Setelah berjam-jam berkutat dengan perkuliahan dr. Siyam, ia dan dua kawannya pergi ke kantin untuk mencari amunisi. Sudah pasti bubur ayam Paklik Kardi-lah tujuan mereka.
"Dokter muda kalau jelasin enak, ya. Lebih detail, gak kayak profesor sebelah," ucap Maya sambil meletakkan buku paket dan ransel di atas kursi.
Alice yang bolak-balik membawa pesanan itu duduk dengan kesal. "Kalau ganteng aja kenceng lo."
"Ye, kan, beneran gitu, Lis."
"Tapi kata kakak tingkat, beliau pelit nilai. Dapet B aja syukur." April tidak mau kalah.
"Sumpah?" seru Alice tak percaya.
"Iya. Mungkin karena penjelasannya enak, jadi kudu ada bayaran yang setimpal juga. Sekali ekspektasi gak kebayar, ya ambyar."

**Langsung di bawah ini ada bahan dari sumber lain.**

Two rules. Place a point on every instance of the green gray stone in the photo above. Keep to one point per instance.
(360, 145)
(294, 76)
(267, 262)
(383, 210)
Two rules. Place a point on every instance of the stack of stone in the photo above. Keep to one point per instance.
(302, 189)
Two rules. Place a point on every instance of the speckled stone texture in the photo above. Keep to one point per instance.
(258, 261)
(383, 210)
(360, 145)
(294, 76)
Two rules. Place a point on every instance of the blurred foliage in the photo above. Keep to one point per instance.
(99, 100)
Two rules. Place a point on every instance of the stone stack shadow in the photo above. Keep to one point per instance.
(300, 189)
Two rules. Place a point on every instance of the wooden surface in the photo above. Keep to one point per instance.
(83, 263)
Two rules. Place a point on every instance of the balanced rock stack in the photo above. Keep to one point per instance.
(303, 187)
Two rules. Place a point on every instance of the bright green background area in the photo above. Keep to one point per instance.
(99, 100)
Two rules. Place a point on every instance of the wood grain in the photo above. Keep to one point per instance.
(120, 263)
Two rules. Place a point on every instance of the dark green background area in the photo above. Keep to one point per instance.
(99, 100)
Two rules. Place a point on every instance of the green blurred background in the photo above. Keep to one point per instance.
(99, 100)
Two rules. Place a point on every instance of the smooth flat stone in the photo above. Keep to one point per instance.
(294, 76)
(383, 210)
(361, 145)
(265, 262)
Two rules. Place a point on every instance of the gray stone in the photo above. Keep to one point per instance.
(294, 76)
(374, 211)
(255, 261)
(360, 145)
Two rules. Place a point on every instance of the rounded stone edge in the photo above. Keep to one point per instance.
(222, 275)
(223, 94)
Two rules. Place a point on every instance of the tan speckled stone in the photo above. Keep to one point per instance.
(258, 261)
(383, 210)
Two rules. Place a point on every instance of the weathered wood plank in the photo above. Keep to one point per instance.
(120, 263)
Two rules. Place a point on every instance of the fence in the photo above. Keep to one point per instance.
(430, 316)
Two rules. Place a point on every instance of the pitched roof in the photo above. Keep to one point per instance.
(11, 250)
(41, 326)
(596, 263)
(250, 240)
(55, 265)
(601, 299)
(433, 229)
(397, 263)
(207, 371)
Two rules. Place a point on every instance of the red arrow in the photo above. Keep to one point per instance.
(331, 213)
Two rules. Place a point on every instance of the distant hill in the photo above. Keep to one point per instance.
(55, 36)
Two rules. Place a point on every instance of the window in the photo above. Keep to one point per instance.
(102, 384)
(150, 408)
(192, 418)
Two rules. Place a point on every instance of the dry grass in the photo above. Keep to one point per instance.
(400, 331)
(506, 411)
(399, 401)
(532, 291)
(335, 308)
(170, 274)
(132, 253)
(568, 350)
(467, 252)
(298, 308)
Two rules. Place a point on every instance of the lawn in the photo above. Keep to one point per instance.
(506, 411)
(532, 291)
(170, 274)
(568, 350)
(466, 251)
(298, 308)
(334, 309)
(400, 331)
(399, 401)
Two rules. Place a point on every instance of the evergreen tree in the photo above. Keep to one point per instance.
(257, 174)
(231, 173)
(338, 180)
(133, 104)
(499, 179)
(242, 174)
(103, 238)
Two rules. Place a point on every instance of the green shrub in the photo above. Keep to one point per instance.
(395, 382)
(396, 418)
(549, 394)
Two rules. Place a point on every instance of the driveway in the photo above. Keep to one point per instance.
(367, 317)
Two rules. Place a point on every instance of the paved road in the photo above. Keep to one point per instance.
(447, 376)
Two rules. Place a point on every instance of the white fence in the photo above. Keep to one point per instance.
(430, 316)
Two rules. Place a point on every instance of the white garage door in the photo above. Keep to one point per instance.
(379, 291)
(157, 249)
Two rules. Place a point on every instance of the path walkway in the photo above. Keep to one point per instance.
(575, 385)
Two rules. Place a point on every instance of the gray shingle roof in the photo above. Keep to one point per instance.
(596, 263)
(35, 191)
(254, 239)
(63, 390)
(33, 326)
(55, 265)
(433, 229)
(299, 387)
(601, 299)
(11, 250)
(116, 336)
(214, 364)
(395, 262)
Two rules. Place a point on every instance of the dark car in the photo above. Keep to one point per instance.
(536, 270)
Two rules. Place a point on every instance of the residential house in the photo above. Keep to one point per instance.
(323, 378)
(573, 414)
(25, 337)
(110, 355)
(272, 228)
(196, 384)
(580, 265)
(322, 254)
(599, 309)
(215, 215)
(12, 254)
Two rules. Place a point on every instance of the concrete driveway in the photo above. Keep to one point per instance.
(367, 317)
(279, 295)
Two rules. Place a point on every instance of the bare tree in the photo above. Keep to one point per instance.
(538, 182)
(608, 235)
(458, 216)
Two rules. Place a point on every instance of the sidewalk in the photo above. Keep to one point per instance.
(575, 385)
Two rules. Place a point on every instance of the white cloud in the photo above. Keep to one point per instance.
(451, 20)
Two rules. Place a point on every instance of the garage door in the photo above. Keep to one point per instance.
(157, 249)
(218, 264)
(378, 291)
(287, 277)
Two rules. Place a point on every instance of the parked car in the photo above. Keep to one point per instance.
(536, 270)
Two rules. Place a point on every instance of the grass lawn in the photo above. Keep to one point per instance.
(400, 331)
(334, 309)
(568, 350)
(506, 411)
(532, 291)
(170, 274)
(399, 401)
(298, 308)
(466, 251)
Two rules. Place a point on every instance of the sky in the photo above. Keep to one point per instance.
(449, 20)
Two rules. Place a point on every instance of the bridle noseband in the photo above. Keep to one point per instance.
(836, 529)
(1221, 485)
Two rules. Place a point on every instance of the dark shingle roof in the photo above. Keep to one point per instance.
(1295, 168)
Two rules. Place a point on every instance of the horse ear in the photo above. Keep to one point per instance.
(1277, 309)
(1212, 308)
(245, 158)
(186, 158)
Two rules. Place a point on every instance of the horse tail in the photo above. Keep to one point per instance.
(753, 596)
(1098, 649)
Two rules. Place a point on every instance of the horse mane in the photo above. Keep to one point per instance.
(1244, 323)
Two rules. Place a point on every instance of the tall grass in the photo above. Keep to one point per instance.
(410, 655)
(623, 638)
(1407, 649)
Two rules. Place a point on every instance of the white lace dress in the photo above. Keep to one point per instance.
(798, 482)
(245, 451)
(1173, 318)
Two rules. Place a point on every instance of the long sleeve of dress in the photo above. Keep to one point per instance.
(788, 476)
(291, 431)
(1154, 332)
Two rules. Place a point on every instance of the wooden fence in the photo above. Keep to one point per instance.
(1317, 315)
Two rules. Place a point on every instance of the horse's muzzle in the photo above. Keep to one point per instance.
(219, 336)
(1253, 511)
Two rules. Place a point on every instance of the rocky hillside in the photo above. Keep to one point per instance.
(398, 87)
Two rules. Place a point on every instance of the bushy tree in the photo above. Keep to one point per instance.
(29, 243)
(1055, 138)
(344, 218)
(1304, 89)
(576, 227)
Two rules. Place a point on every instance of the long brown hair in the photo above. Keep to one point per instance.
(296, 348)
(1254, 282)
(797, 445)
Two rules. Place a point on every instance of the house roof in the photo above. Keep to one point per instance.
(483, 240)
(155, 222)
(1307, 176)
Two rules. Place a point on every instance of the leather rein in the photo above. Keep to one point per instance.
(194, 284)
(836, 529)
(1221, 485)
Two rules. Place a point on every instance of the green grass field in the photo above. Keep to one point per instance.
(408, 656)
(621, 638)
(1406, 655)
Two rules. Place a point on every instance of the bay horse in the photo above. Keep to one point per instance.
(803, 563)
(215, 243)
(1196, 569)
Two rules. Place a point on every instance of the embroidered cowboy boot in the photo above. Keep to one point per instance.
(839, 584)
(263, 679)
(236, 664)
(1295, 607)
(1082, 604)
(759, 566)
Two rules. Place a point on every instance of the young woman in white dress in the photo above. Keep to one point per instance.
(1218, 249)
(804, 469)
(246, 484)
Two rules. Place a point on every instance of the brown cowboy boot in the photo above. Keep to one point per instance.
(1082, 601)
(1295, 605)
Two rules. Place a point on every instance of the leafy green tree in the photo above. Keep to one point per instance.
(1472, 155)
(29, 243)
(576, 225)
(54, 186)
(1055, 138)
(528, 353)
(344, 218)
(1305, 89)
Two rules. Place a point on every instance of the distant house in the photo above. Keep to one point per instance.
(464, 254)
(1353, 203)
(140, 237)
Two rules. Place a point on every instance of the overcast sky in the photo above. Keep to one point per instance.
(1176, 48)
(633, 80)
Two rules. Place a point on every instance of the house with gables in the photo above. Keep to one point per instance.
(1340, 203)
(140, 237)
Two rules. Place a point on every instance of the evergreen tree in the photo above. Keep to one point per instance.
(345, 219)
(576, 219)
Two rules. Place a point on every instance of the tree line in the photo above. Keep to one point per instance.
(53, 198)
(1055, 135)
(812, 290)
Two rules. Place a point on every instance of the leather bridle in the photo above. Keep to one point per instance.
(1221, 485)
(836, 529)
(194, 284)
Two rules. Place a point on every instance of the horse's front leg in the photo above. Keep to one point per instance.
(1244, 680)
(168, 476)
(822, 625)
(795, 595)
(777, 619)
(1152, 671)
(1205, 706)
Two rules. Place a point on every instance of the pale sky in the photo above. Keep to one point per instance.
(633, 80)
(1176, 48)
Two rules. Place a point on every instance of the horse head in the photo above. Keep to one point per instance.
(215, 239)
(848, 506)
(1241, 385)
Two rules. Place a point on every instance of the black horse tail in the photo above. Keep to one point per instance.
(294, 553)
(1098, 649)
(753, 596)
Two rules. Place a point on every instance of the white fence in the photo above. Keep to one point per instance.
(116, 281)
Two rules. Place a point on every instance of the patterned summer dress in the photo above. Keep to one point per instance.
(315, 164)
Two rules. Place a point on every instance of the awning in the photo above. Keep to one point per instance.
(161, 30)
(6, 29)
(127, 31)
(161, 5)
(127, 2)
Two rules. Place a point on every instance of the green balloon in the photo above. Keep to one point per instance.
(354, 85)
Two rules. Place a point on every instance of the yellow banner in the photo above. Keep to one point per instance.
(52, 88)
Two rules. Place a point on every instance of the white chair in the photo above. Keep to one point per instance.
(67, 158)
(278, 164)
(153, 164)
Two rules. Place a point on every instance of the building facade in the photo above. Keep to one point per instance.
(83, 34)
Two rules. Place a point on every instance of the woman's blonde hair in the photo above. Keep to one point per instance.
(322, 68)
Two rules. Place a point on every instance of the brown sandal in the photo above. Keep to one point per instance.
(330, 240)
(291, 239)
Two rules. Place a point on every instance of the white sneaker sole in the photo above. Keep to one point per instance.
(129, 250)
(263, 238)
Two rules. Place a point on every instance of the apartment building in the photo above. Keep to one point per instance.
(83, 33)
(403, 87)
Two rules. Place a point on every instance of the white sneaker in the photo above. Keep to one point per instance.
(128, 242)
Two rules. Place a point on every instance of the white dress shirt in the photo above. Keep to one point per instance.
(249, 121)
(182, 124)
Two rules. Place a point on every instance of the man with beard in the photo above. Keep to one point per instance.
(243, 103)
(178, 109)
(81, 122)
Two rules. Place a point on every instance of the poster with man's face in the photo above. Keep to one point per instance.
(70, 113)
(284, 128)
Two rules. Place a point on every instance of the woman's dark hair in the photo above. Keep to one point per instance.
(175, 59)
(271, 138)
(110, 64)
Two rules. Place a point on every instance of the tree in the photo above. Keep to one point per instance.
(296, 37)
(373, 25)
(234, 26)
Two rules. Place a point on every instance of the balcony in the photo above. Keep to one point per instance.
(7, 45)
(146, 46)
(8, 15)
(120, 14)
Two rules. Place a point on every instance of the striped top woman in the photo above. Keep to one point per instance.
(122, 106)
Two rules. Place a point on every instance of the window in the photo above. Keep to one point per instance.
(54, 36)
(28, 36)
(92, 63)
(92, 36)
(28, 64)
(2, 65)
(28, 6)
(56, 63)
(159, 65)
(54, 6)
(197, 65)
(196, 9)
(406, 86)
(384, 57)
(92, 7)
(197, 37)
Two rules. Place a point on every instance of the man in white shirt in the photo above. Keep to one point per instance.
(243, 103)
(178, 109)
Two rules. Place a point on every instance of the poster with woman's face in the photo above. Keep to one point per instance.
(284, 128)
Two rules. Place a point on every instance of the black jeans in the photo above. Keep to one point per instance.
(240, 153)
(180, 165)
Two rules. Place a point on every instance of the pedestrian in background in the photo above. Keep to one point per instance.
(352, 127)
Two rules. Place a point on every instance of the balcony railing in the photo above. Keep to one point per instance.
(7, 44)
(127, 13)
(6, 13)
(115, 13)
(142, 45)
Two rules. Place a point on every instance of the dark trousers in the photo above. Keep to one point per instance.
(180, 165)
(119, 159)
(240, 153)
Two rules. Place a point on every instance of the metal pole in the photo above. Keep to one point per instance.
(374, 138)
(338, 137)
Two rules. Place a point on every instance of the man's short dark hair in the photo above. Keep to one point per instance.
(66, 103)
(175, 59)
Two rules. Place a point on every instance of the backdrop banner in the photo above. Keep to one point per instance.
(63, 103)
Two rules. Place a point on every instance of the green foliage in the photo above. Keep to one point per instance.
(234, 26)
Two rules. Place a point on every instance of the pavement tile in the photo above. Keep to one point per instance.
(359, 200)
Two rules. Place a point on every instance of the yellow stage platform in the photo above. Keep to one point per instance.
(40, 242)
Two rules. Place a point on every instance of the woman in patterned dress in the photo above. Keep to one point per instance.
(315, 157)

Salah satu penganut bubur diaduk itu menelan ludah. Mampus, batinnya. Alice segera menenggak es jeruk yang ia beli di kedai yang sama hingga separuh gelas. Sayang, degup jantungnya tetap tak keruan. Sampai-sampai keringat pun berdatangan di kedua telapak tangan.
"Lo jangan nakut-nakutin gitu dong, Pril. Beasiswa gue apa kabar kalau dapet C?"
"Gue gak ngibul, Lis. Kalau gak percaya, survei aja sana."
"Sial, mana gue gak begitu paham lagi sama materinya."
Alice mengacak rambutnya yang memang sudah acak-acakan lalu membenturkan dahinya ke meja. Maya dan April yang melihat hal itu hanya bisa menggeleng. Mahasiswa kupu-kupu alias kuliah pulang seperti mereka tidak ingin sok tahu, apalagi ikut campur.
"Tenang, Lis. Lo, kan, pinter. Pasti bisa ngejar ketertinggalan, kok. UTB masih dua minggu lagi."
"Kampret, malah diingetin. Kalau belum beres beneran bisa end game, nih."
April terkekeh hingga hampir terjungkal. Geram, Alice berkali-kali memukul kepalanya menggunakan sendok. Namun, seketika ia berhenti saat ponselnya terus bergetar. Pesan yang muncul di notifikasi lekas membuatnya menyudahi suapan.
"Bayarin, ya. Gue ke sekret dulu."
Tanpa mendengar respons sahabatnya, Alice meraih tas dan amplop cokelat besar yang ia bawa dari indekos. Langkahnya tergesa-gesa berkat suara Maya yang kian melengking. Ia pun tertawa sambil mengangkat jempol.
Jarak dari kantin ke Student Center Kampus II tidaklah jauh. Tempat ini memang tidak begitu besar karena hanya dihuni bersama Fakultas Kesehatan, sedangkan fakultas lain ada di Kampus I dan III.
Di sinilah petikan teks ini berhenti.